From culture of war to one of peace

By Dan Eiffe
September 21, 2006

The Peoples of Sudan are severely traumatized from war. While the war has ended, the memory and effects of the war are still deeply imbedded in their minds. It has deeply affected everyone and sometimes people are not aware and do not recognize how this has affected them. As a result, the society has been brutalised and the people’s behavior is influenced.

Foreigners complain that people in South Sudan often overreact in an aggressive manner. It is easy to understand why having lived in a culture of war for over 20 years it will take time and healing in order to develop a culture of peace. Another group of people who have been affected are Aid Workers. You cannot observe the suffering and death day in and day out without it affecting you. There is an International NGO called people in Aid which was formed to assist Aid Workers from conflict zones. Even the Catholic Church in Sudan has been running a very successful program for its people called “Healing the Healers” It is important to recognise the stress we inherit and also to recognise how it changes one’s behaviour.

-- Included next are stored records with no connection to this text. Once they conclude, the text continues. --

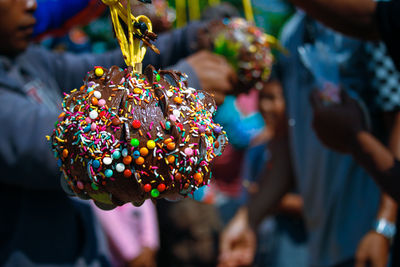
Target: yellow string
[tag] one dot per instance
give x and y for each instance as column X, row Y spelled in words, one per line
column 194, row 10
column 132, row 48
column 181, row 18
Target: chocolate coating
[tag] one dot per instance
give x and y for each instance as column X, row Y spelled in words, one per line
column 147, row 136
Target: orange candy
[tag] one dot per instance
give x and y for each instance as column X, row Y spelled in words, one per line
column 65, row 153
column 144, row 152
column 95, row 101
column 198, row 177
column 127, row 173
column 139, row 161
column 171, row 159
column 127, row 160
column 167, row 141
column 178, row 100
column 171, row 146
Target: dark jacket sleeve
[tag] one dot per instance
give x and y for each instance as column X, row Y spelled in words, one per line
column 387, row 15
column 26, row 158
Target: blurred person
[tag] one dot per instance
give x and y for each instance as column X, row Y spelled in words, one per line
column 132, row 234
column 367, row 19
column 333, row 186
column 40, row 224
column 188, row 233
column 56, row 17
column 284, row 233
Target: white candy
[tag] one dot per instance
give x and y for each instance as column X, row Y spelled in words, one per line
column 97, row 94
column 120, row 167
column 93, row 114
column 124, row 152
column 107, row 160
column 176, row 113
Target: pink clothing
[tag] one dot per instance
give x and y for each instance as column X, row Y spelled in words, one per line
column 129, row 229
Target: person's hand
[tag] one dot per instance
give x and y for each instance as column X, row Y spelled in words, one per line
column 146, row 259
column 238, row 242
column 373, row 251
column 337, row 125
column 214, row 73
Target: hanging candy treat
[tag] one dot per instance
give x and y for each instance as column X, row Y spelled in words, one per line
column 246, row 48
column 125, row 137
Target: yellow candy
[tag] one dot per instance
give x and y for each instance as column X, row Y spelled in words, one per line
column 171, row 159
column 137, row 91
column 151, row 144
column 99, row 72
column 139, row 161
column 144, row 151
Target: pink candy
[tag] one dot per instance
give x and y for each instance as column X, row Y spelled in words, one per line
column 102, row 102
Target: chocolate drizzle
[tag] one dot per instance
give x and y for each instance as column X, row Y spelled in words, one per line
column 125, row 137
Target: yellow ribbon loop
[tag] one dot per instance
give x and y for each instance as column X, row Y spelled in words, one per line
column 133, row 48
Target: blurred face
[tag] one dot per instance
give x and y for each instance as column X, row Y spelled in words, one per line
column 272, row 104
column 16, row 25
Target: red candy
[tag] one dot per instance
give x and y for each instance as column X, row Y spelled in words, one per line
column 161, row 187
column 127, row 173
column 136, row 124
column 147, row 188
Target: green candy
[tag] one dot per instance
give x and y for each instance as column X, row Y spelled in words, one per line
column 135, row 142
column 155, row 193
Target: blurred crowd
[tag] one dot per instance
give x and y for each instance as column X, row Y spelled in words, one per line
column 311, row 176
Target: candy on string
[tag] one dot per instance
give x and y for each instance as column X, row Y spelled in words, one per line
column 248, row 10
column 140, row 33
column 181, row 18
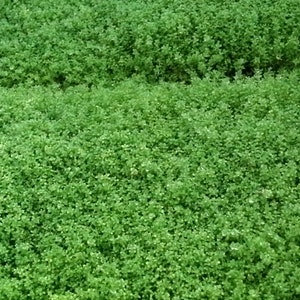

We hear of very strange and sometimes brutal incidents which may be the result of this. For example in Yei two weeks ago, a man quarreled with his wife and locked the room which she was in with her two sisters and child. He then threw a hand grenade into the room killing all four. This is rather extreme, however, this culture of violence is common. People seek revenge by killing as has been happening in Rumbek County , upper Nile , Akobo and many other places . When a dispute arises, instead of negotiating, people go first for the gun as a solution.

The important issue is, we will never know peace irrespective of the CPA’s implementation unless this issue is addressed .We can see an increase in alcohol consumption where people drink themselves into a stupor thinking it will resolve their problems. In many areas in Southern Sudan , people are drinking spirits throughout the day and the women also encourage it because it is a good and easy source of income.

These issues need to be addressed and the hope is that the youth, through education and idealism, will be able to bring that peace. The Churches, NGOs civil society groups, local authorities and the media need to address this. This is the main reason I started the Mirror three years ago to use the media to promote a culture of peace.

The youth as I say are key here, so I appeal to the youth to assist in this process. An example of this was the Acholi and Madi youth meeting in Nimule this week. They met to address these issues. It is my hope that other youth groups be formed to follow their example.